Shining a light on crop stress - soybean 'Glow' reveals ozone Impact

A team of researchers from the USDA and the University of Illinois has unlocked a novel approach to gauge stress levels in soybean crops exposed to elevated ozone (O3). Their innovative method involves utilizing a natural phenomenon called solar-induced chlorophyll fluorescence (SIF) to assess the impact of ozone stress on soybean plants. 

During photosynthesis, soybean plants absorb sunlight, using most of the energy for their growth. Any excess energy is released as heat and a subtle glow of light, which is known as SIF. This faint natural glow can be harnessed to evaluate the efficiency of photosynthesis and determine the level of stress experienced by plants, including stress from factors like high temperatures or elevated carbon dioxide (CO2) levels. 

Genghong Wu, a former PhD student in the Department of Natural Resources and Environmental Sciences at the University of Illinois, highlighted the importance of SIF in research: "Researchers have found SIF to be a faster, safer, and non-invasive method for studying photosynthesis.  

What makes this study unique is that, for the first time, SIF was employed to measure the impact of elevated ozone stress on soybeans in their natural environment." 

In their field study, USDA ARS scientist and professor Lisa Ainsworth established a four-plot system, with four plots exposed to elevated O3 levels and four acting as control. Using a portable spectroscopic system, the research team measured SIF above the soybean canopy.  

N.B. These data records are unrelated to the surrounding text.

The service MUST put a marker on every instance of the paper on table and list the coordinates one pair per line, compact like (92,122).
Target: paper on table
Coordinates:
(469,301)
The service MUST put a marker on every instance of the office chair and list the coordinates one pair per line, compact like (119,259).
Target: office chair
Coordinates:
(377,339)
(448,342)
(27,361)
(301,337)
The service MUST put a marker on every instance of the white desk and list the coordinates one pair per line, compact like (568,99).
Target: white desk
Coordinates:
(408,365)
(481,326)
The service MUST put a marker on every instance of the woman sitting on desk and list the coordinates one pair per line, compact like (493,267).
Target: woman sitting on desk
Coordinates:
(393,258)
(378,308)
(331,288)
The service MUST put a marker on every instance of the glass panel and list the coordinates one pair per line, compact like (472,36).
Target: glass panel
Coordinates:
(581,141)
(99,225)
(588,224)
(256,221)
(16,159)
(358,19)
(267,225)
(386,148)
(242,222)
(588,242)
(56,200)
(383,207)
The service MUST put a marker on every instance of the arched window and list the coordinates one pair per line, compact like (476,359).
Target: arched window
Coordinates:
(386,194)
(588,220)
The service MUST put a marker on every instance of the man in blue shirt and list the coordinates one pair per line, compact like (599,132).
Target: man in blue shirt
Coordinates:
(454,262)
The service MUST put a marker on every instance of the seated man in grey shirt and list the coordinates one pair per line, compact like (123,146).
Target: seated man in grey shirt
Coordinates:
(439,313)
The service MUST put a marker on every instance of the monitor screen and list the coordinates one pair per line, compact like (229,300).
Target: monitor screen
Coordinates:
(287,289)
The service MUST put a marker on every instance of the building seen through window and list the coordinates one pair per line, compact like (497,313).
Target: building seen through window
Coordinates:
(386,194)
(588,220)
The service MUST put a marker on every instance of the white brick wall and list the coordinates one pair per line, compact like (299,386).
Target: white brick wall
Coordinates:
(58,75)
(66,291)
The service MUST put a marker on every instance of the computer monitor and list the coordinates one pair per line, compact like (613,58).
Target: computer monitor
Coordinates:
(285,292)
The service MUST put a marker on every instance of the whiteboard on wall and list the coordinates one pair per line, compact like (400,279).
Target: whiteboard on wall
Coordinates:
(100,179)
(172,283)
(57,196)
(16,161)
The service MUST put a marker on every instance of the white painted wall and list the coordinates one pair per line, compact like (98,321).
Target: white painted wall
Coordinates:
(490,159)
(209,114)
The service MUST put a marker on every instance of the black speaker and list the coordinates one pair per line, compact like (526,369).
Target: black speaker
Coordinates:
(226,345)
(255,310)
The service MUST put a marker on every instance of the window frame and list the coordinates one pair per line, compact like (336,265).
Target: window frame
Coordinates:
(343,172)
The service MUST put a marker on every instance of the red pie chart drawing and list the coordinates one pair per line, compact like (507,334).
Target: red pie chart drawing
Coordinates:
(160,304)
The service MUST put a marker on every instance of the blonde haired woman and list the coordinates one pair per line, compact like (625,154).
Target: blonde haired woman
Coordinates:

They observed a significant decrease in SIF in the high O3 environment, with reductions of up to 36% in the late growing season. This reduction in SIF indicated that the plants were under stress due to elevated ozone levels, as other photosynthetic processes, such as electron transport and leaf-gas exchange, also decreased. 

SIF's scalability is a particularly promising aspect of this technique. Currently, it can be measured from an aircraft flying 0.6 miles above a field. Co-author Genghong Wu envisions the use of SIF from even greater distances, possibly from satellites orbiting the Earth, to monitor photosynthesis on a regional or global scale. 

Understanding how crops respond to various stresses is crucial for developing more resilient crops in the future. This innovative use of SIF offers a new tool for studying crop health and stressors, potentially leading to improved agricultural practices and crop breeding.